Okay, guys. I want you to put yourself back in the late ‘90s. Are you there yet? Good. Remember: This is a time in which viral marketing is a brand-new thing, and it’s taking the world on by storm. It’s also a time before the found-footage genre existed as we know it in 2011. Sure, there had been a few prior examples– namely Cannibal Holocaust– but it is by no means as prevalent a genre as it would eventually become. It’s also not as cliché, so it’s new and exciting. It makes sense, then, that a little horror movie shot on a miniscule budget would skyrocket to fame during this time: It’s the beginning of found-footage filmmaking as we know it, as well as the beginning of super clever viral marketing. That movie, of course, is The Blair Witch Project.
Okay, now come on back to the present. Because guess what? Rumor has it that there’s a new Blair Witch movie in the works. This might be an amazingly awesome idea—but it also might be an amazingly terrible idea. Thoughts on this, Gentle Readers?
Yep: Last week, news broke that a third film could happen. Said director Eduardo Sanchez, “It’s completely up to Lionsgate. Dan [Myrick, Sanchez’s co-writer and co-director] and I are ready to do it. We’ve been toying around with a sequel idea that we really like. It’s just a matter of getting our schedules in line and having Lionsgate sign off on the idea…. We’re as close as we’ve ever been to making it happen, but it’s still not a guaranteed thing.” Lionsgate, by the way, is the distributor that bought out Artisan Entertainment, the now-defunct company that distributed The Blair Witch Project. And as someone who was quite taken with the first movie, part of me is stroking my imaginary beard and going “Hmmmm… iiiiiiiiinteresting…”
Furthermore, according to Sanchez, they’d like to bring back original cast members Heather Donahue, Michael Williams, and Joshua Leonard for this hypothetical new film. The Mary Sue pointed out that they weren’t so sure how this would work, given that SPOILERS (in the event that you’ve been living under a rock for the last twelve years) the film didn’t end so well for its three intrepid would-be documentarians; so yes, figuring out how to bring them back is a tricky thing indeed.

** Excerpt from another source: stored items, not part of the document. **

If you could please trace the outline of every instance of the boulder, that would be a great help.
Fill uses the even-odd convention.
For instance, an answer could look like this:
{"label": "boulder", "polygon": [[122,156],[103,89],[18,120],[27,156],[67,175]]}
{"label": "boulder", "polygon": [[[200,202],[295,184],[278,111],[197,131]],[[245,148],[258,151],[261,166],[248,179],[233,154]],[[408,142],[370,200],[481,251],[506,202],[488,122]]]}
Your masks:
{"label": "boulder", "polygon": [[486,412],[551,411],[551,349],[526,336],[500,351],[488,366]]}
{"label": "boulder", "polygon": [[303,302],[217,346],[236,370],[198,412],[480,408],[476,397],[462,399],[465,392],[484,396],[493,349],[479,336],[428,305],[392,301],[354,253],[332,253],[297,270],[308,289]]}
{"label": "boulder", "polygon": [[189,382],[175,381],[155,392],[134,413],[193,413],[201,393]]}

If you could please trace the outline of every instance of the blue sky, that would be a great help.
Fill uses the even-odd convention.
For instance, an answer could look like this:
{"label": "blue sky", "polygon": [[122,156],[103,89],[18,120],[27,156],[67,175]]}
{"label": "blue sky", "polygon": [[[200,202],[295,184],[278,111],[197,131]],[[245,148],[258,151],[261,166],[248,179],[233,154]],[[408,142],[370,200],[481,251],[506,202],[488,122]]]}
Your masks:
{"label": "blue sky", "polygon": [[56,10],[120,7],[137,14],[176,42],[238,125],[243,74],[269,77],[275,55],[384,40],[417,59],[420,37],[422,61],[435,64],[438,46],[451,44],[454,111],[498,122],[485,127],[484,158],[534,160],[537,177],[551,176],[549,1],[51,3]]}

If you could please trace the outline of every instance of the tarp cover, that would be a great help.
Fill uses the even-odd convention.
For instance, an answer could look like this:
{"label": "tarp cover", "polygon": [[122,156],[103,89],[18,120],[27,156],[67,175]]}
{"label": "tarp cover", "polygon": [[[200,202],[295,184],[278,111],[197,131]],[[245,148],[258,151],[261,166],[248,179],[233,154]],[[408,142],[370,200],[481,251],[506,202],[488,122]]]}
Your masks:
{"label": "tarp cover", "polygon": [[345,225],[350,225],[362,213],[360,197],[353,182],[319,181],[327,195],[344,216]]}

But you know what the most interesting part about this whole thing is? One upon a time, there had been a plan to make the story into a trilogy. The idea was for the second film to be a sequel and the third film to be a prequel. When the sequel didn’t do well enough to justify a third film, though, the idea was scrapped; then, shortly thereafter, Artisan was bought out by Lionsgate, who didn’t seem too keen on continuing the franchise. So I wonder, then: Do you think that for this new movie, Myrick and Sanchez might be able to take a leaf out of the book of a more recent found-foot film: Paranormal Activity 2. Somehow, the second film in the series managed to be both sequel and prequel at the same time. This might be a way for them to bring back Heather, Mike, and Josh without ruining the wonderful ambiguity of the original film’s ending. There’s also still a lot to be plumbed from the extensive mythology surrounding the Blair Witch, which could be used to great effect. There’s a lot of possibility here, and a lot of it is pretty exciting to think about.
So that covers the “good idea” column; what’s it got going for it in the “bad idea” column? Simply put, The Blair Witch Project has a TERRIBLE history when it comes to sequels. Immediately following the success of the original, Artisan launched right into making a sequel, which (predictably) was a VERY BAD IDEA. This sequel was not made by Sanchez and Myrick, and it TANKED. To be fair, it does have its moments– it does a decent job working within the world the original had created (hello, meta!), and it has the distinction of being one of Jeffrey Donovan’s bigger roles during his pre-Burn Notice career– but there’s a reason it tanked: It’s bad. It also didn’t have the advantage of the original Blair Witch Project’s marketing campaign, which, one might argue, is what made it so unique in the first place. I mean, by and large, the world ACTUALLY THOUGHT HEATHER, MIKE, AND JOSH WERE MISSING. That’s dedication, people.
The Mary Sue went on to say that with all of the technology out there that’s been developed since the original film, the time might be ripe for some wacky, creative new marketing campaign, and therefore ripe for a new movie. And I kind of think they’re right: It is exciting to think about. We might end up with an Inside-esque creation, and with the right ideas behind it, as well as the right budget—well, let’s just say that I wonder exactly how far you can take something like that. And what it might do when it gets there.
So I’ll be watching out for this one. What do you think, readers? Good idea/bad idea?